'Aftersun' é a experiência de recordar transformada em filme
'Aftersun' é uma estreia pessoal de sua diretora, Charlotte Wells
“Aftersun (substantivo): loção hidratante aplicada na pele para aliviar as queimaduras solares e prevenir a descamação.”
Uma simples definição de dicionário nos dá uma ideia de para onde está indo o longa-metragem de estreia da diretora Charlotte Wells, que estreia nos cinemas em 1º de dezembro e chega em breve no catálogo da MUBI.
É sobre aquelas narrativas de “slice of life”. Superficialmente, isso nada mais é do que a história das férias lânguidas de Sophie (Frankie Corio), de 11 anos, com seu jovem pai, Calum (Paul Mescal, de 'Normal People'), em um resort decadente na Turquia.

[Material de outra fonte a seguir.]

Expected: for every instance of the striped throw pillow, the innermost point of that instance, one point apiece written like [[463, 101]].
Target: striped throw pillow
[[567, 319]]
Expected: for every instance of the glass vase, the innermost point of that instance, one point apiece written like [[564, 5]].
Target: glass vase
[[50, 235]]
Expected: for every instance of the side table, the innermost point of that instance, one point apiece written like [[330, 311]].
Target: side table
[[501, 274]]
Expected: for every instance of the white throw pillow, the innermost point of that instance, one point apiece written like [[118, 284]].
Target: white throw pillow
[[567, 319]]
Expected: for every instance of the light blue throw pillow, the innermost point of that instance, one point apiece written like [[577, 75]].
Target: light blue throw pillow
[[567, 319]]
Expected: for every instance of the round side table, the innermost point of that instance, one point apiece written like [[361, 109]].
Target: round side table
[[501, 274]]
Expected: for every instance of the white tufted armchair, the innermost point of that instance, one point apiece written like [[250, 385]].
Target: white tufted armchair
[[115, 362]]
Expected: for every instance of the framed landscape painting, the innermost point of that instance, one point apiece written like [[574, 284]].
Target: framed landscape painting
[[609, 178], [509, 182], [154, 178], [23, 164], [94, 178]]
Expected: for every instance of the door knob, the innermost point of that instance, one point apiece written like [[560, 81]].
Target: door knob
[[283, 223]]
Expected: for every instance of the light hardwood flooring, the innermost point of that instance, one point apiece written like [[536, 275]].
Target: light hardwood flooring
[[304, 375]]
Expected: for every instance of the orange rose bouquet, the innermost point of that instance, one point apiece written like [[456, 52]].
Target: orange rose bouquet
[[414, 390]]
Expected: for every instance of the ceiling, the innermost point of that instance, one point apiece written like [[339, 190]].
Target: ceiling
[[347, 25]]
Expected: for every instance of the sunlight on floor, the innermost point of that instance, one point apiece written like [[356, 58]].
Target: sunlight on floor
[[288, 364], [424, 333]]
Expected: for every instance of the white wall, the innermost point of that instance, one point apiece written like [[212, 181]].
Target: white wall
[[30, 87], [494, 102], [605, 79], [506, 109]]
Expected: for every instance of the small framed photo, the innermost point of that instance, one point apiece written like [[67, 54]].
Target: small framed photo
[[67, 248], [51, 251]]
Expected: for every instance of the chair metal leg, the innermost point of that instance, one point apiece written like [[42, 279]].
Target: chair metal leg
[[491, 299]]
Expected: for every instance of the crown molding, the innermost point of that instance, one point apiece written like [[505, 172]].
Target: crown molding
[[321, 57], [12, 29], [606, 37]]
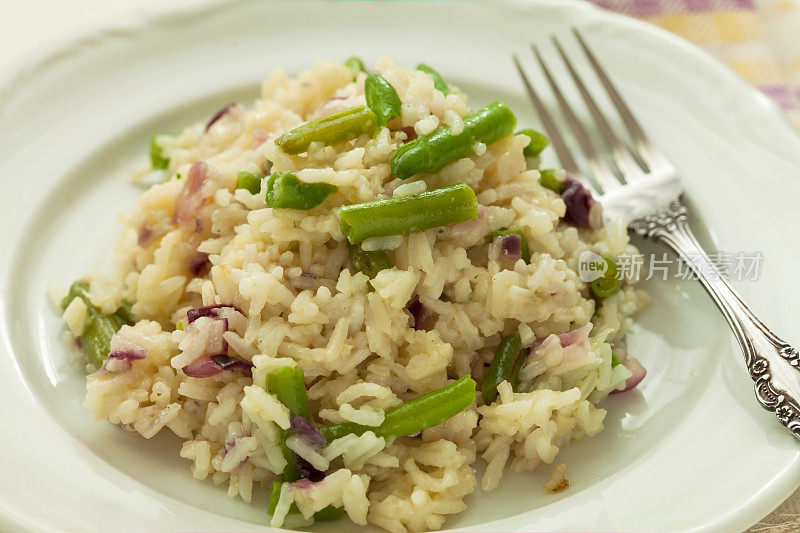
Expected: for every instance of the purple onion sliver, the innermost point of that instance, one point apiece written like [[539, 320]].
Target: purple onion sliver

Tudo isso visto pela melancólica perspectiva adulta da memória e dos momentos captados em vídeo. Mas é a capacidade de Wells de evocar memórias de forma tão palpável, de tornar o cinema tátil, que dá a 'Aftersun' sua beleza. Este é um filme que exalaria o cheiro do mar, das pessoas e de um país se isso fosse possível.
Wells consegue, por outras palavras, captar na tela a experiência sensorial de recordar através das fugazes imagens, palavras e sensações que nos acompanham ao longo dos anos.
No entanto, e paradoxalmente, falta uma âncora emocional. Tenta ser o equivalente a um bálsamo pós-sol aplicado à alma de um adulto perturbado. Mas há questões de roteiro para as quais não atinge o impacto desejado.
'Aftersun': amor por meio do toque
Um dos aspectos que mais se destaca no filme de Wells é o quão “tátil” ele é. O diretor de fotografia, Gregory Oke, usa movimentos de câmera precisos e sutis close-ups que evocam as sensações que podemos lembrar: o toque amoroso dos pais, os tímidos flertes púberes de um toque acidental ou o fascínio incômodo de uma garota que descobre a sexualidade mais descarada dos adolescentes ao seu redor.
Em meio a tudo isso, carregado por uma narrativa de pai e filha vagando de um dia para o outro nas férias, 'Aftersun' tece um mosaico quase onírico de vinhetas com a textura nostálgica que hoje atribuímos às Polaroids. Parapentes caindo do céu, preguiçosamente ondulando na água da piscina ou adultos jogando pólo aquático com uma empolgação que os cega para as tentativas da garota de participar.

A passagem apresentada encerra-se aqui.